ASIC alleges that given the nature of its business, the information it held and the value of the assets under its control, there was a real risk that FIIG would be the subject of a cyber intrusion which would have adverse consequences for FIIG and its clients. Those adverse consequences were not merely financial losses from the impact to the operation of the business and potential identity fraud, but also exposure by FIIG to potential civil penalties and claims for damages. FIIG’s alleged cyber security failings exposed it and its clients to those risks to a “heightened and unreasonable extent”.

ASIC alleges that this caused or contributed to the severity of a cyber incident on or about 19 May 2023, which involved approximately 385GB of data (including personal information of FIIG’s clients) being downloaded from FIIG’s servers, some of which was published on the dark web.
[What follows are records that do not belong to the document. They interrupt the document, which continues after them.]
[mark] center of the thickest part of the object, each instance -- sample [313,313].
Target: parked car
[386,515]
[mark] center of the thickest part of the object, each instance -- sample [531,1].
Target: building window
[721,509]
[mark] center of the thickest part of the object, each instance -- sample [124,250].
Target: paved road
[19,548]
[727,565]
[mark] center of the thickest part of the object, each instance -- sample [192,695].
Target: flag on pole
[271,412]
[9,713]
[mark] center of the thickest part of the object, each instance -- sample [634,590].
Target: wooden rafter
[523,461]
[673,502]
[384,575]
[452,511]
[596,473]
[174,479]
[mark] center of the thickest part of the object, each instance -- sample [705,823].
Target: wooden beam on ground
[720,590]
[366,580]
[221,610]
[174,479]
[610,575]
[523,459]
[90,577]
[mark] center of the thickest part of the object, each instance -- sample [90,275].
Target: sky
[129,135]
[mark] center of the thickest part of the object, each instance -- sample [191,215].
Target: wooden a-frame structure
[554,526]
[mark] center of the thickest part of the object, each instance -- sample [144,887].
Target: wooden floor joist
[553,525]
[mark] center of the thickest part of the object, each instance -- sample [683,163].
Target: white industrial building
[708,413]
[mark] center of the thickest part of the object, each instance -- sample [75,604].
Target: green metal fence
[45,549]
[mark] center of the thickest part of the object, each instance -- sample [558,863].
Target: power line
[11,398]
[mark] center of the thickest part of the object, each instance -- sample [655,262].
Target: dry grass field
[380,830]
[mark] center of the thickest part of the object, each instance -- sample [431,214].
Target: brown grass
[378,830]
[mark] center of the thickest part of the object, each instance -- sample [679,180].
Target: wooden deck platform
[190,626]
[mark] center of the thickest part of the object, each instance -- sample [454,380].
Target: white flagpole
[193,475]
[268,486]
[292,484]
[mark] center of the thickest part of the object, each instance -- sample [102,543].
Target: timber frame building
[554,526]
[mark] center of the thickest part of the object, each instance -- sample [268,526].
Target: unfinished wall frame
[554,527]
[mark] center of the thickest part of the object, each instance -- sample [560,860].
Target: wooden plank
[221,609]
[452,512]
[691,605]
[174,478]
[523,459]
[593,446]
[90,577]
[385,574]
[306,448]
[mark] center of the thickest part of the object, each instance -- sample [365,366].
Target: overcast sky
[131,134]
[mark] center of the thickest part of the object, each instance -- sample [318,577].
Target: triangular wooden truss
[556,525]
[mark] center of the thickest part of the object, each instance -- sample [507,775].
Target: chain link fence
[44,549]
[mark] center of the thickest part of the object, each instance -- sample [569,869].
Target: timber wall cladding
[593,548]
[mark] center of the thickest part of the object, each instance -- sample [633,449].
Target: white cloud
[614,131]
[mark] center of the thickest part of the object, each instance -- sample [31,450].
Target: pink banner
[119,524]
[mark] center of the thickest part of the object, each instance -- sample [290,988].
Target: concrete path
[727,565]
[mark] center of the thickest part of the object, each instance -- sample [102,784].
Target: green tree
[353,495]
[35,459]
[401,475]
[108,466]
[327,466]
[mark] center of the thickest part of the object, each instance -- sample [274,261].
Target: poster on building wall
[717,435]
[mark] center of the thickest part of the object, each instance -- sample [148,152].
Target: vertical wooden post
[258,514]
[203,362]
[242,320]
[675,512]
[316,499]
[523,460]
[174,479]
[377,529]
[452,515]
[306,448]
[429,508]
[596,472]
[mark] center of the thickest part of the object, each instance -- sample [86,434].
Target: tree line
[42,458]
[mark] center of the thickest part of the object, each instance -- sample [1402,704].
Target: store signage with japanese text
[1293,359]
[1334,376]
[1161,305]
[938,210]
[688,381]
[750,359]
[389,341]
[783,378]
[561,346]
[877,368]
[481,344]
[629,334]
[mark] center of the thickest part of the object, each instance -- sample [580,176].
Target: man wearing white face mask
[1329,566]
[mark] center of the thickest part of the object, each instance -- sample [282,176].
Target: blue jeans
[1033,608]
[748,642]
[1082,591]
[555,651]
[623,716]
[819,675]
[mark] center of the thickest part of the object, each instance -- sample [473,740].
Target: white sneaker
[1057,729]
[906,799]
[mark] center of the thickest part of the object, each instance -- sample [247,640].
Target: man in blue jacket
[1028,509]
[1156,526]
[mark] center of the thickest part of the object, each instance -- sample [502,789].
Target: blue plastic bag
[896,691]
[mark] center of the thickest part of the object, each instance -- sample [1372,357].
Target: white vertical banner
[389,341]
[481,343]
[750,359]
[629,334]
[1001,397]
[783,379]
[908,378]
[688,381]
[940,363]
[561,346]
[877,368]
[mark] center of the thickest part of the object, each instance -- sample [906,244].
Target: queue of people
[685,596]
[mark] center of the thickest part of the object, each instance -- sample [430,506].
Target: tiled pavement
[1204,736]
ASIC alleges that, had FIIG put in place the adequate (but missing) cybersecurity measures, FIIG would have detected the suspicious activity on its network earlier, and prevented the threat actor from downloading some or all of the stolen data (or had the opportunity to).

What does ASIC say should have been done?

ASIC claims that between 13 March 2019 and 8 June 2023, FIIG did not comply with its AFSL obligations under sections 912A(1) of the Corporations Act 2001 (Cth) – specifically, its obligations to:

1. do all things necessary to ensure that financial services were provided efficiently, honestly and fairly (s 912A(1)(a)), by failing to have in place adequate measures to protect its clients from the risks and consequences of a cyber incident;
    
2. have available adequate resources (including financial, technological, and human resources) to, amongst other things, ensure that it had in place adequate cyber security measures required by its licence (s 912A(1)(d)); and  
    
3. have in place a risk management system that adequately identified and evaluated the risks faced by FIIG and its clients; adopt controls adequate to manage or mitigate those risks to a reasonable level; and implement those controls (s 912A(1)(h)).

On risk management systems, ASIC’s court documents provide some detail about its expectations. They allege that FIIG failed to have the following cybersecurity measures in place for some or all of the period:

• Planning and training: a cyber incident plan communicated and accessible to employees which is tested at least annually, and mandatory cyber security training (at onboarding and annually);
   
• Access restrictions:
  • proper management of privileged access to accounts, including non required access being revoked, and greater protections for privileged accounts; and
  • configuration of group policies to disable legacy and insecure authentication protocols;
     
• Technical monitoring, detection, patches and updates:
  • vulnerability scanning, involving tools deployed across networks and endpoints, and processes run at least quarterly with results reviewed and actions taken to address vulnerabilities;
  • next-generation firewalls (including rules preventing endpoints from accessing file transfer protocol services);
  • endpoint detection and response software on all endpoints and servers, with automatic updates and daily monitoring by a sufficiently skilled person;
  • patching and software update plans (with critical or high importance patches applied within 1 month of release, and 3 months for all others), and a practice of updating all operating systems, with  compensating controls to systems incapable of patching or updates; and
  • security incident event management software configured to collect and consolidate security information across all of FIIG’s systems with appropriate analysis of the same (daily monitoring);  
     
• Testing:
  • processes to review and evaluate efficacy of technical controls at least quarterly; and
  • penetration and vulnerability tests from internal and external points.

FIIG also failed to implement aspects of the risk management system that were part of its policies (such as ensuring accounts with operating system administrative privileges are not used for day-to-day activities and conducting regular perimeter testing).